コウ兄が高橋さんとそんな話をしているなんて知らずに、商店街を抜け、歩いて10分ほどの距離にある5階建ての築十年数の古いマンションに私はいた。
3階の角部屋にある千花の部屋に向かって共同通路を歩きながら頬を緩ませてしまうのは、私の足音を聞きつけたそらくんが、玄関先で座って待っている姿を想像しているからだった。
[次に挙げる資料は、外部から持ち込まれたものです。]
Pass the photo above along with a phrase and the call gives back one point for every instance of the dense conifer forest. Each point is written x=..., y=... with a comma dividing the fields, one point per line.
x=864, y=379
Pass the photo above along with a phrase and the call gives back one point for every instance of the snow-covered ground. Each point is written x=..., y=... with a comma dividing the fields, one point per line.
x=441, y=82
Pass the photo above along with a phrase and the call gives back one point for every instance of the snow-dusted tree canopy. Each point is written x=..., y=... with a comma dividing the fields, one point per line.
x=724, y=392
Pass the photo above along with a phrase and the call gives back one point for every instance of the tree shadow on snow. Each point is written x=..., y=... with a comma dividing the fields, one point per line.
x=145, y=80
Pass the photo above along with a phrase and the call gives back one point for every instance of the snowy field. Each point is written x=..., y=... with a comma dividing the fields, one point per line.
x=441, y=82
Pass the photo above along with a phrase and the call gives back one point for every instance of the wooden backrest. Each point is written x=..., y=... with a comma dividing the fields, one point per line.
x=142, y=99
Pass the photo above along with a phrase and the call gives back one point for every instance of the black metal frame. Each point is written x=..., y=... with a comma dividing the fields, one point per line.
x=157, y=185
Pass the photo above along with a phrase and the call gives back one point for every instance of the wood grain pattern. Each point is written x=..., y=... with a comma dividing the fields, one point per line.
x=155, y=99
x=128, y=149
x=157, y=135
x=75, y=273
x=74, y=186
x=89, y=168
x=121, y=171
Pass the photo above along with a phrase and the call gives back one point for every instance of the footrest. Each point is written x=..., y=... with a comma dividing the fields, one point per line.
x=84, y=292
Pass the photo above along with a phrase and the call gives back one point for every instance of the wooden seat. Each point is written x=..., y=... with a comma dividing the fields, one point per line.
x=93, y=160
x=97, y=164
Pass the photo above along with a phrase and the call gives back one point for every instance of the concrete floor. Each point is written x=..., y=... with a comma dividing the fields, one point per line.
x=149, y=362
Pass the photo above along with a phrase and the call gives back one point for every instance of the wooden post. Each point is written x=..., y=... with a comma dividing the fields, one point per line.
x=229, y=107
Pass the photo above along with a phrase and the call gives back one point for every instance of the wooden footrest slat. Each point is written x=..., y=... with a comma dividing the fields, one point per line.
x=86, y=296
さびれた商店街から少し離れ周りに高い建物もなく数十件の民家と畑しかないが、通常の1LDの料金より安く借りられる理由だけで住んでいたが、今は、ペット可のマンションを気に入っている。
ドアの前で立ち止まると、ミィーと可愛らしい声がドアの向こうから聞こえる。
予想通りでふふふと笑い、鍵を開けドアを開ければ、キラリと光る目が2つ近寄って足元に擦り寄り、玄関の明かりをつけると真っ黒な毛をしたそらくんが待ちきれない様子で尻尾をフリフリさせて中に入って行き、餌皿の前で座って待機している。
「そらくん、ただいま。今、ご飯あげるね」
ご飯の催促なのかわからないが、餌皿の側面を前足で倒し、カチャンと何度も鳴らす姿は、数日前まで私をとても警戒していた猫には見えなかった。
可愛らしい催促が、先程までの苛立ちも綺麗に忘れさせてくれる。